By Kirsten Dobroth Photography by Charles Townsend Bessent November 12, 2019 Published in the Holiday 2019/2020 issue of Vail-Beaver Creek Magazine

Mixologist Joe Newton preparing Passion of the Spice (a piquant cocktail of mezcal, tequila, citrus passion fruit, honey, ancho chile liqueur)

When we last caught up with Sam Biszantz and Jeremy Campbell four Novembers ago, they were in the throes of opening a Vail Village wine bar named Root & Flower. Since then, the concept—high-end, by-the-glass pours of wine grouped into creative tasting categories (“Unappreciated & Misunderstood” and “Elegance & Grace”) plus a suite of specialty cocktails prepared with painstakingly house-made ingredients—proved so popular that aside from packing barstools at après, it earned accolades in national magazines (following their blitz through Vail in 2016, Vogue deemed Root & Flower “Kardashian-vacation-worthy” even though Kimye and crew did not actually stop in).

Hope to anyone who’s shivered outside the steamed windows of the shoe-box-size space, waiting (often in vain) to stake a claim on one of a dozen or so seats available within the wine nook’s 658-square-but-ever-so-cozy feet on Wall Street: On February 28, after many permitting delays, Root & Flower finally debuts in its new locale in a pedigreed storefront on Bridge Street, offering oenophiles and foodies nearly three times the square footage (and seats) as its incubator space, plus an actual full kitchen and other longed-for culinary amenities.

Root & Flower’s Sam Biszantz

“I remember when our new space was the Daily Grind—an awesome little coffee shop and bar at night,” reminisces Biszantz, who vacationed in her family’s second home in the valley for more than three decades before moving to Vail permanently in 2009. “I would go in there for hot cocoa and then run up the stairs next door to the Rucksack, an old everything store, and look around for games, candy, pajamas with moose all over them—it was my favorite store in town … to be opening a place in that location is surreal.”

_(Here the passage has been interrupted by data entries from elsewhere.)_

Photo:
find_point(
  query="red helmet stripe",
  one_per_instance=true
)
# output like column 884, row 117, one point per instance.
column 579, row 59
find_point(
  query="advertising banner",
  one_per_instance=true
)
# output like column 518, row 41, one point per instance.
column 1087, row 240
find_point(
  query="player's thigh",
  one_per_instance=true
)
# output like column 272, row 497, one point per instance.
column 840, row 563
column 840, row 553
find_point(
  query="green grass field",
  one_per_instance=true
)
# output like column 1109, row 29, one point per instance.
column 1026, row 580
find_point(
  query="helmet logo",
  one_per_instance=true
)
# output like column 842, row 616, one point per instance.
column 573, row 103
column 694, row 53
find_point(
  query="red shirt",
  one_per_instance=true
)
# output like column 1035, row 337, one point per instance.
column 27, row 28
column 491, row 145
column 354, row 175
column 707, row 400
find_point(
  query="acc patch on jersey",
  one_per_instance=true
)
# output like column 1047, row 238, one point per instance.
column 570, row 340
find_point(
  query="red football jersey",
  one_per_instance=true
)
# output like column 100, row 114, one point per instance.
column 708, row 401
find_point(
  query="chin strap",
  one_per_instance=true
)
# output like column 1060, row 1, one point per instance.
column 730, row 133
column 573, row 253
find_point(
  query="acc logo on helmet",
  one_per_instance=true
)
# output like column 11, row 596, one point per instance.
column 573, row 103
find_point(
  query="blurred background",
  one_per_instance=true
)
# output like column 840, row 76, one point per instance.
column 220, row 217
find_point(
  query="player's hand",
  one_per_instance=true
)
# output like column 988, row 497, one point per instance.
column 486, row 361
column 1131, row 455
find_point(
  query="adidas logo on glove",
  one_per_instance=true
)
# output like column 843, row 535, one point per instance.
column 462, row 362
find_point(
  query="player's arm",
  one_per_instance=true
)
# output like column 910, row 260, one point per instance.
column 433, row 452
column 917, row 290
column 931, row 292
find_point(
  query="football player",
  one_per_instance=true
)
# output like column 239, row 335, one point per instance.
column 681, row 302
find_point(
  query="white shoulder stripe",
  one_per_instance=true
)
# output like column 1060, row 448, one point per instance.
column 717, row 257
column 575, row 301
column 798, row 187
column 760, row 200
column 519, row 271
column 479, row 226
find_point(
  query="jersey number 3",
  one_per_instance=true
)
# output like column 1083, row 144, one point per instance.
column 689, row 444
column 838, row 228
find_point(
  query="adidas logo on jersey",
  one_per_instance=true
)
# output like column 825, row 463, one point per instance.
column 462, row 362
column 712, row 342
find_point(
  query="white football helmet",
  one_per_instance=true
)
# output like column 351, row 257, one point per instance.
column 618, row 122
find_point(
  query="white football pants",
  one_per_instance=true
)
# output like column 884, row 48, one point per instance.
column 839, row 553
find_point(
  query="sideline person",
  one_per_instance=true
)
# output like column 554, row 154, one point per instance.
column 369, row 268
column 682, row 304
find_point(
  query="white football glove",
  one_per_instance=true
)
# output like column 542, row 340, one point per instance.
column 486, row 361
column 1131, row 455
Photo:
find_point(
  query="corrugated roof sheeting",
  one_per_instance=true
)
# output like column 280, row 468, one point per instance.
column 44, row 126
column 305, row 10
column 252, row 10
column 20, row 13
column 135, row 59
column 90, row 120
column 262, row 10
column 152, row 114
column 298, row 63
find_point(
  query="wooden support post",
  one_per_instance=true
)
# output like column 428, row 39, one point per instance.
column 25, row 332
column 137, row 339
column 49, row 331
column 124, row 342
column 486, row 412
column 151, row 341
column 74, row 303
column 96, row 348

And part of a candid, coordinated effort by the 32-year-old San Diego native to restore and maintain a locally rooted edge to a ski village she fears is being homogenized in the name of “progress,” recalling the ethos of made-in-Vail institutions like the Hubcap Brewery (the valley’s first brewpub) lost (along with 8150, Vail’s rendition of CBGB) when the Crossroads was demolished in 2007 to create Solaris, a warren of tony condos marketed to millionaire and billionaire investors from Mexico and Asia. Cultivating Old Vail authenticity has meant catering to a steady stream of well-palated locals, discerning oenophiles from Manhattan, and après-skiers from the Front Range seeking more than pairings of craft beer with nachos (and everyone in between)—as well as finding an innovative business model that sustains the effort. Like augmenting Root & Flower’s bottom line with Two Arrows Coffee, a pop-up artisan coffeehouse Biszantz bootstrapped with longtime local barista Lindsea Stowe last year to take over the space during the morning hours when the wine bar wasn’t serving up its signature pink G&Ts. (Two Arrows Coffee will occupy the Wall Street storefront permanently once Root & Flower officially makes the leap to Bridge Street.)

“Keeping Vail cool is one of my personal missions, and we’re making sure the town isn’t falling behind,” she explains. “We’re offering a culinary and wine and cocktail experience that competes with big cities where most of our guests come from—we’re not OK with the status quo that people have been coming here for 25 years and they need to eat somewhere.”

As part of that mission, Campbell and Biszantz commissioned Vail’s Pierce Austin Architects with the build-out of Root & Flower 2.0, and Iba Design Associates—which has orchestrated Architectural Digest-quality commercial and residential build-outs from West Vail to the West Village—melding interior finishes with wall-spanning murals by local artists. Campbell will still oversee the wine offerings, and current head bartender Mat Guzzetti will continue helming the bar’s cocktail program—along with assuming an ownership stake in the fledgling brand.

co-owners (left to right) Mat Guzzetti, Matt Limbaugh, Jeremy Campbell, Sam Biszantz

Other upgrades that come with more than doubling in size? A private backroom that will serve as the bar’s headquarters for wine tasting classes and groups as large as 16 looking for private, multicourse dinners with wine pairings. And then there’s the menu—curated by Root & Flower chef Matt Limbaugh, who with Biszantz also runs UpRooted Events, a mobile catering business based out of a food truck named Delilah—which will evolve from a limited selection of nibbles to a cornucopia of shared plates. “It’s going to be my personal twist on tapas—we’re still not a restaurant, so shareable items, and I can be more creative because I have ten times the amount of space,” explains Limbaugh. “You’ll come in for one or two things and order way more than you think you should … we’re bringing back caviar, braised calamari, our cheese and charcuteries will be strong, we’ll have a lot more options that we just couldn’t do in the old space.”

Ask Biszantz what’s next on her startup list, and she deflects (“I don’t like opening another business ’til the loan of the first one is paid off!”). In the meantime, though, her current inspiration should be reason enough to wander back down Bridge Street.